2. i landed within 30 cms of a metal post sticking 10cm out of the ground
3. her momentum caused me to slide along the gravel causing a very deep gash to my knee and a hand i couldn't move for days
- my horse got the stirrup caught on the gate and panicked, i tried to jump off but managed to bang my head on the ground and hit my fingers hard on the fence.
- pony put his head down to eat and i keep going.

I could go on and on... theres just so many.

Why do i keep riding? Well looking at the above falls, I guess I just must be crazy!!!! :lol: :wink:


----------



## PoptartShop (Jul 25, 2010)

Wow that's a lot of falls. :shock:
Hahaa a good rider never quits 'cause of a fall, LOL! :lol:  I always get right back on.


----------



## ilovemyhorsies (Mar 9, 2008)

i fell off today.......it hurt me a lot!

vince leapt up this steep (and high) bank and took off on a narrow ledgy thing. i stayed on. then there was a tree branch over the ledge. my arm smashed into it and i knew i had to let go and fall off or have my arm torn or broken. i rolled down the bank and vince kept going along the ledge. he had to stop because there was a lot of trees blocking the way. i had screamed out when i smashed into the tree so the people near where we were came to help. by this time i had scrambled up to vince to see how he was. the people who came helped me to turn him around on a wider part of the bank then back down where it wasn't so steep. we were ok except for...

VINCE
-stiff back leg
-a few scratches that were bleeding

ME
-sore leg
-sore back
-scratches on both arms....worse on the side where i hit the tree
-scratches on my neck
-scratches on my hands and a small cut on my finger
-a head ache

..................................i am so lad it was only that it could've been so much worse.....vince could have broken a leg, i could have broken a arm or leg....vince might've......well lot's of things could've happened but i'm so glad they didn't!


----------



## my2geldings (Feb 18, 2008)

Glad to see you were able to come on here and share what happened. Take it easy and let those "ouchies" heal


----------



## cls (May 11, 2008)

I've fallen off tons of times, and usually it's my fault because I've done something stupid, and even though some of them hurt a lot, every time I've been able to get right back on.

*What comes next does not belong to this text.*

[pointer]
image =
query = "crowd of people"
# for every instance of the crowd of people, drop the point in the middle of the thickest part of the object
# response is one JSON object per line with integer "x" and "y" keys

EXCEPT about two weeks ago, when I had my worst fall yet. First, I'll give you some background: I was basically tricked into buying Lucky, the horse I have right now. He's really spooky, unpredictable, and dangerous (we actually think he might have some neurological problems). At the moment I'm looking for a nice home for him, where he probably shouldn't be ridden. Anyway, I hadn't ridden Lucky for a few weeks because my trainer had been on vacation and Luck is so crazy that I'm afraid to ride him without her around. I was pretty sure I was going to fall off that day, since it was his first ride in weeks, but I felt sorry for him, and I've fallen off so many times that I didn't think it would be that big of a deal. So I had ridden Lucky for about forty minutes, mostly just working on his trotting, and he was being a little bratty, but not too bad. I was focusing on my riding really hard, and then out of completely NOWHERE, I was in the air. Lucky had done a giant buck in the middle of his trot for no reason. I landed right on my head and neck, and when I got up, I could barely breathe or move because my back and neck hurt so much. My mom rushed me to the ER, where I got a bunch of xrays and stuff, but all I had was whiplash and a bunch of badly pulled muscles. Sounds lame, but it hurt a lot!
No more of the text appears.